Le Roman de ma femme est votre quatrième long-métrage mais le premier tourné en dehors de votre pays d’origine le Tadjikistan. Pourquoi avoir choisi la France ?
Le Tadjikistan a connu il y a quelques années une guerre civile dont les traces se font encore sentir. Le pays souffre de pénuries d’électricité l’hiver, les routes sont défoncées et il y a peu de travail sur place. Dans ce contexte, l’industrie du cinéma qui a existé a logiquement disparu et il n’y a plus d’acteurs professionnels. J’ai tourné trois films au Tadjikistan. Cela a été très difficile, presque comme si nous étions au front. Et puis j’ai décidé de faire une pause. Par ailleurs, cela fait quelques années que je vis en France et je souhaite naturellement m’intégrer à mon environnement, et en particulier m’intégrer à mon environnement culturel. Pour cela il me faut tourner.
Et quelle a été votre expérience d’un tournage en France ?
Ma première formation étant celle d’un comédien, peut-être est-ce pour cela que j’ai deux cauchemars récurrents liés à la scène : dans le premier, j’entre en scène et me rends compte avec horreur que j’ai oublié mon texte. Le second est une variante du premier : en plus de mes problèmes de texte, je n’ai pas de pantalon. Maintenant, grâce à ce film, j’ai un troisième cauchemar : nous tournons demain mais n’avons pas encore reçu l’autorisation de tournage.

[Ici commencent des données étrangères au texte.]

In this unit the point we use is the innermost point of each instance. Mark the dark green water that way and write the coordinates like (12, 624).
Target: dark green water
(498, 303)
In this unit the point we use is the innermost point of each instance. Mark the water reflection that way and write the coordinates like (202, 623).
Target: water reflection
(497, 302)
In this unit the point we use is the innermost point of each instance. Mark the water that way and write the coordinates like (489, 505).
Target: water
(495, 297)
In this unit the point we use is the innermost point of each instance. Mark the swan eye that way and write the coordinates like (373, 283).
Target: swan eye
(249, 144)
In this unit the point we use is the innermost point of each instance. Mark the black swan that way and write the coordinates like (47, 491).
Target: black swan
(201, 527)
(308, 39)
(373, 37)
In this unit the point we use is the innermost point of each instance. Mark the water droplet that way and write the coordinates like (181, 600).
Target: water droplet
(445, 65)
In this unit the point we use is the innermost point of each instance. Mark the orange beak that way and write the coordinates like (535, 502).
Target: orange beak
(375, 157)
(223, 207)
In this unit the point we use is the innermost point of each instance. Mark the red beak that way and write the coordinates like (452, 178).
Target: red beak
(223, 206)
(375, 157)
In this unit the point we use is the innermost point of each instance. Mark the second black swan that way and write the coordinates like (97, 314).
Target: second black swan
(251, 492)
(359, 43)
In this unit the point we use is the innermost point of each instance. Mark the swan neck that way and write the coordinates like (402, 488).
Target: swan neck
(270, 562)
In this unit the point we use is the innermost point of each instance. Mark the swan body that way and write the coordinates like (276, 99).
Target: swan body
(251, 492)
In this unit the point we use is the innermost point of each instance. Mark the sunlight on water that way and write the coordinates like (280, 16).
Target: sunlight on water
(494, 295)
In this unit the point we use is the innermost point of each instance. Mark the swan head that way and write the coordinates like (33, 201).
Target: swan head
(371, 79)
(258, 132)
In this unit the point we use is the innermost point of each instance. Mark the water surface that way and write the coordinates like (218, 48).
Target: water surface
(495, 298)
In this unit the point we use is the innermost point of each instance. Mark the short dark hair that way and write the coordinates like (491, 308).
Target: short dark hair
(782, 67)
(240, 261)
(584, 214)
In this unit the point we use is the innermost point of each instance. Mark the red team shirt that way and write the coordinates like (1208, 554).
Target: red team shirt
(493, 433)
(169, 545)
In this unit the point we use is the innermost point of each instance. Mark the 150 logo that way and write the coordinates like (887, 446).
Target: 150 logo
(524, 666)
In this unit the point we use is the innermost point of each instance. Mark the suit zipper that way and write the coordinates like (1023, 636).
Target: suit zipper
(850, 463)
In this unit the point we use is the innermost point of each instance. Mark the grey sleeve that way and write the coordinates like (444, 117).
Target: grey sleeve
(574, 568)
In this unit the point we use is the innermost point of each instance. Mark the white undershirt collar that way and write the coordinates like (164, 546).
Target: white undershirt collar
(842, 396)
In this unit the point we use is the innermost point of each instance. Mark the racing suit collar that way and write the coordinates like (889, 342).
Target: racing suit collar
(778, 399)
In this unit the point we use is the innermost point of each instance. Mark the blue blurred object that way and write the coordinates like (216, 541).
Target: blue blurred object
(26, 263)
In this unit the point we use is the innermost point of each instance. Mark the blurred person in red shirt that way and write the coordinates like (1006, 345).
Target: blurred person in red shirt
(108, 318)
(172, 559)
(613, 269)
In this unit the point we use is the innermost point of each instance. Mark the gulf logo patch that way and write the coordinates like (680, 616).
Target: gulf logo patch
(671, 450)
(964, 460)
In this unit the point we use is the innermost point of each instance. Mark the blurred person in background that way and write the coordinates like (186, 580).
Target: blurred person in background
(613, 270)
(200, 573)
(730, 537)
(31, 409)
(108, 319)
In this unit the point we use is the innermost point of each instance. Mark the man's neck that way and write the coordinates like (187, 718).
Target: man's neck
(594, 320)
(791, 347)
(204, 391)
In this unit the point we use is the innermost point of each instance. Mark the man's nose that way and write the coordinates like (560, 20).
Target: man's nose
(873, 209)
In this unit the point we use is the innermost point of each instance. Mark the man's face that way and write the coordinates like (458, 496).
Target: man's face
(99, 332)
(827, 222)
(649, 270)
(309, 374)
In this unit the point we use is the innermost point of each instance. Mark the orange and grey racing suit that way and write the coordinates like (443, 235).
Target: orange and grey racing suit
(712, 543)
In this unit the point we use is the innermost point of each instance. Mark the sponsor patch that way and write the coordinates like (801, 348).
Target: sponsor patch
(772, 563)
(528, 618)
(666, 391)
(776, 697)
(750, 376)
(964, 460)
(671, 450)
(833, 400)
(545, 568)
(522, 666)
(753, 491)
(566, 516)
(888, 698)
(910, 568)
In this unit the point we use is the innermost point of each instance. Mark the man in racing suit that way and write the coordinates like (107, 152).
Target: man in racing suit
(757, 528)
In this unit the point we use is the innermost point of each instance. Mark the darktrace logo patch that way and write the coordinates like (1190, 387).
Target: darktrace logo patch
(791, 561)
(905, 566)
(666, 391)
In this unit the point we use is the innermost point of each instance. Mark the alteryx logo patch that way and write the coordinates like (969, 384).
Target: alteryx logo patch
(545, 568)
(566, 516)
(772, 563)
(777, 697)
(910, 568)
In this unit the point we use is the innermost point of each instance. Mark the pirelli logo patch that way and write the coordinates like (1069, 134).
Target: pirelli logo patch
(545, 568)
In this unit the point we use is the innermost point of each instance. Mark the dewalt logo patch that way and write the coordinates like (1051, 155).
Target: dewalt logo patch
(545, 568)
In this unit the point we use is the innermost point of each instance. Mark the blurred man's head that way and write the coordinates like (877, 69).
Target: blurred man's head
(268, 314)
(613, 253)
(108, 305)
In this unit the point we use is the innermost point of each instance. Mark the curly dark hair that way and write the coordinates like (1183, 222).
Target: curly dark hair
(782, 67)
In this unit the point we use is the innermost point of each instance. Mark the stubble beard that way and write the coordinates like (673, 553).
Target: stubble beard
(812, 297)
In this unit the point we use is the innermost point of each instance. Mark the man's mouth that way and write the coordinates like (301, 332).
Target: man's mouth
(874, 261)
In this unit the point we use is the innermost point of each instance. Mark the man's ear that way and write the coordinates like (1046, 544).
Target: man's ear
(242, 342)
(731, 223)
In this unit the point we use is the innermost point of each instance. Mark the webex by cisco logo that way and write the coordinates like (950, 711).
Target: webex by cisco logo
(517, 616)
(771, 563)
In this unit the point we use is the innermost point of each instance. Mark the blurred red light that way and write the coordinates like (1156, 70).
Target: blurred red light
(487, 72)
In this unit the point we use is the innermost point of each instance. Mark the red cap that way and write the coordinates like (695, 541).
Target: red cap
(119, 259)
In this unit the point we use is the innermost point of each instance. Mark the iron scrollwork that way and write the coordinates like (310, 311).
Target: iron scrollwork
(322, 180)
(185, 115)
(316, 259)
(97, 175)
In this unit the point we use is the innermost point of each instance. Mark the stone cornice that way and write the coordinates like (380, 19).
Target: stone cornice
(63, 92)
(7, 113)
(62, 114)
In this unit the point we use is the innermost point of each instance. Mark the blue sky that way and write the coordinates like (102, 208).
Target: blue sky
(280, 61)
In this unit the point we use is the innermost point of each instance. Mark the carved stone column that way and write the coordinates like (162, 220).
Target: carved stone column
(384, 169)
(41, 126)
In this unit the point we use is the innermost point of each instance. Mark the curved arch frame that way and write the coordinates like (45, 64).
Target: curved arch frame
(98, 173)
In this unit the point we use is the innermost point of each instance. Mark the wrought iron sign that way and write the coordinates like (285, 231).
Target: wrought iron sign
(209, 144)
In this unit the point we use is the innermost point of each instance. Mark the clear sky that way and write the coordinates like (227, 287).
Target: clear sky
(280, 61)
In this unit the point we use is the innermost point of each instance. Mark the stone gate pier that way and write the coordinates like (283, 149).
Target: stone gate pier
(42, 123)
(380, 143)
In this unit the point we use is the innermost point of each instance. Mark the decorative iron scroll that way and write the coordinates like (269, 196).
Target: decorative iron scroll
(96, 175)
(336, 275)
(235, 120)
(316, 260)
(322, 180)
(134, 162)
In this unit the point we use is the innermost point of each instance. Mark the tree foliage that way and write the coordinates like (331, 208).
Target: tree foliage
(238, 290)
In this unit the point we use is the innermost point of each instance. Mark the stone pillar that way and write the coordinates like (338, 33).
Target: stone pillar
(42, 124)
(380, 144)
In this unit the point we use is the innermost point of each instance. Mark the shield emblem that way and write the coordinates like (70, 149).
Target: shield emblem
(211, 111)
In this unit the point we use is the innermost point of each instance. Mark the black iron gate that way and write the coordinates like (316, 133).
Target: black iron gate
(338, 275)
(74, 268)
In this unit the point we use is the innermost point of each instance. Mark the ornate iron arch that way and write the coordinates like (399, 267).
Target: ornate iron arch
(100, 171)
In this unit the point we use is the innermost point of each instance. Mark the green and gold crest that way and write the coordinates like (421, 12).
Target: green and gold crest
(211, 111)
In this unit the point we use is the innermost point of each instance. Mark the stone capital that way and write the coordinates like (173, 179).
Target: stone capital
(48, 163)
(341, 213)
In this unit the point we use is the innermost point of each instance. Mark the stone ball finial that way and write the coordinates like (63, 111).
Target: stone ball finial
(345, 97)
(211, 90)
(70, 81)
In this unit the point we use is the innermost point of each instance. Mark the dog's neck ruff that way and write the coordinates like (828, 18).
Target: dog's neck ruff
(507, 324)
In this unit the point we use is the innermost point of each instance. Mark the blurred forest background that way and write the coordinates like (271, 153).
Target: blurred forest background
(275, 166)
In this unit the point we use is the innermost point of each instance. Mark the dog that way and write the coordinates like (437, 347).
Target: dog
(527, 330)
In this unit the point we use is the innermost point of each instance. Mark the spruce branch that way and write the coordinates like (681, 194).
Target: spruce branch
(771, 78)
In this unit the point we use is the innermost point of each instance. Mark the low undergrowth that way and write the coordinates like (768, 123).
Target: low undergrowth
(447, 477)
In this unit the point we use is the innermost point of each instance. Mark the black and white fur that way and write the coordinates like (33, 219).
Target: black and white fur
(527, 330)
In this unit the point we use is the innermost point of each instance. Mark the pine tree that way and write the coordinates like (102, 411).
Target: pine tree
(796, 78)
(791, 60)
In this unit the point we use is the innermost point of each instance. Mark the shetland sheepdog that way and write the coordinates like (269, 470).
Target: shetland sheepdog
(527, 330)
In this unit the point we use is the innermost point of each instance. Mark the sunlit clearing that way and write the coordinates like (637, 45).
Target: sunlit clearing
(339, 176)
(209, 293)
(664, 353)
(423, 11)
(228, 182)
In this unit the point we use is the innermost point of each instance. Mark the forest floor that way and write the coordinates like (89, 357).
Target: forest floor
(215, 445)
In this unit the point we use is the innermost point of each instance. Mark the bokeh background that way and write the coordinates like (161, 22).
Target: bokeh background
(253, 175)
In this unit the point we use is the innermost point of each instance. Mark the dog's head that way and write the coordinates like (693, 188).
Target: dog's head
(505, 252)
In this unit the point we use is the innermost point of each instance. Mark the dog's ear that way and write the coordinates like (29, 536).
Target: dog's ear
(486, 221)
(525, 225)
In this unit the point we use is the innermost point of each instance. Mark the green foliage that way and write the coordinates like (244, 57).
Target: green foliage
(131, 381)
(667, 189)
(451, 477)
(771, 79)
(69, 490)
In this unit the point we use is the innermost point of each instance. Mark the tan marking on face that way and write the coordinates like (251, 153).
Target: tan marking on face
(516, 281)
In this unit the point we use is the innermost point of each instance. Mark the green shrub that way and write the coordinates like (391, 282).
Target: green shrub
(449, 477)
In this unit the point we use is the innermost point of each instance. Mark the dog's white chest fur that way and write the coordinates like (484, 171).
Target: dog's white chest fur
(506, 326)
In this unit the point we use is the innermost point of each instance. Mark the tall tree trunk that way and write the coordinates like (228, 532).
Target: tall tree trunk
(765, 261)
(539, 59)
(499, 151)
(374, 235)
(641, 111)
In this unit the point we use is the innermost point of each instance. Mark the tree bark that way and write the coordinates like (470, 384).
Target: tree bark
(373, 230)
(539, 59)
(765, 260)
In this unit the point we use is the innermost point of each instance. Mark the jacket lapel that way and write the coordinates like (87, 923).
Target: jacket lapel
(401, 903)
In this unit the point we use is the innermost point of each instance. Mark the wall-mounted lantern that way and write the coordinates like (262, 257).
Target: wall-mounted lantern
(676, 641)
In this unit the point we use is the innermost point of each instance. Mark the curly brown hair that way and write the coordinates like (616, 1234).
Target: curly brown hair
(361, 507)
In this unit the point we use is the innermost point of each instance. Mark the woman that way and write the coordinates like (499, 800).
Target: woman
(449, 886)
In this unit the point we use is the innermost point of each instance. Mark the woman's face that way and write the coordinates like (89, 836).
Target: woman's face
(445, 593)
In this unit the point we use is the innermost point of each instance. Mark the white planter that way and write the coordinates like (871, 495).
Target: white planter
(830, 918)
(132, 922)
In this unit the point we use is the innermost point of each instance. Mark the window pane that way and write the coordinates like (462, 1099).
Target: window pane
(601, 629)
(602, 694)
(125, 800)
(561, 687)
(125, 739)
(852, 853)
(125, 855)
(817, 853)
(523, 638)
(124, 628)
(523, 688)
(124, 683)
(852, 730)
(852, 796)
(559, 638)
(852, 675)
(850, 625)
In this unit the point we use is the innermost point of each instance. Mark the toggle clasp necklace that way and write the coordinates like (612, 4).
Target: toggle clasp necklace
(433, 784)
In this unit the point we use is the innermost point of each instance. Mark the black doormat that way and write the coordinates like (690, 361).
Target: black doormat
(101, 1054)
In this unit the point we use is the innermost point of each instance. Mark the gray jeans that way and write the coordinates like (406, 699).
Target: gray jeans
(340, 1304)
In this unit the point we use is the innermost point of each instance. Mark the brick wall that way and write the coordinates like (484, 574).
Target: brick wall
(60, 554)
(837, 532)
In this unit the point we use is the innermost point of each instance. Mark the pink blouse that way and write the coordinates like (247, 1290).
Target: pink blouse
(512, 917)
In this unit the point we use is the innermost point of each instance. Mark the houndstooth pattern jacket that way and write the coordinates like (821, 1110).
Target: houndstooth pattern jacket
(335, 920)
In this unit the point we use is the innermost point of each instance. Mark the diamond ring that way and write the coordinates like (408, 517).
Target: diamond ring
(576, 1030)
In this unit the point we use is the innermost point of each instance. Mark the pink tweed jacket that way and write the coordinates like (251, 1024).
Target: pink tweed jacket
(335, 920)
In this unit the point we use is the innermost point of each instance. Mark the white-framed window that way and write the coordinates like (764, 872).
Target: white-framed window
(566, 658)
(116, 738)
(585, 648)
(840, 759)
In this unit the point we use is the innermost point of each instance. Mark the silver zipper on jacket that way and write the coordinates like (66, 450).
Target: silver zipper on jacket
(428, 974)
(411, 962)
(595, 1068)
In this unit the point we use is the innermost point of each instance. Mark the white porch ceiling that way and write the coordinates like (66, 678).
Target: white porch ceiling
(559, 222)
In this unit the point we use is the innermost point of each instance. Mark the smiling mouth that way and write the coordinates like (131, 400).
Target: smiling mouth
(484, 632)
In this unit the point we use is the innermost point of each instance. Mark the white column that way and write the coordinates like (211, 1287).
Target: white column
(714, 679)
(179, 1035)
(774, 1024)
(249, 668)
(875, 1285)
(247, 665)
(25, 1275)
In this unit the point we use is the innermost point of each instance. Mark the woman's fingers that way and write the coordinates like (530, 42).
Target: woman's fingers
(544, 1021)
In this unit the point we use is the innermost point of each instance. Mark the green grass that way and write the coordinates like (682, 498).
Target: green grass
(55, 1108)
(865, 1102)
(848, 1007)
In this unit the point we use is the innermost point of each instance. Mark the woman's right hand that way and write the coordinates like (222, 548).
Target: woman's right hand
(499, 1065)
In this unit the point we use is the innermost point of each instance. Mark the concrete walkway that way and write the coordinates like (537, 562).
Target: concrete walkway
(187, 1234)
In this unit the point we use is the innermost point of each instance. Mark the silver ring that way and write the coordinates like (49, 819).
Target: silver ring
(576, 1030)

Jusqu’ici, au Tadjikistan, je n’avais jamais eu de plan de tournage très strict. Le plan de travail dépendait de ce qui se passait dans ma tête, et pas le contraire. Et l’équipe s’adaptait - c’est vrai, comme elle le pouvait - à cette manière de faire. C’était sans doute un peu artisanal, mais c’est fantastique d’arriver à extraire une certaine harmonie du chaos le plus total. Le tournage de ce film s’est passé différemment. Il y avait un plan de travail validé à l’avance, il y avait une machine de production bien huilée, avec un côté presque autosuffisant un peu inquiétant. Mais c’est normal. Il y a en France de vieilles traditions de production cinématographique. En plus, vous êtes connus pour votre rationalisme, un côté carré. En regardant les jardins ou les boulevards parisiens, on peut apprendre la géométrie.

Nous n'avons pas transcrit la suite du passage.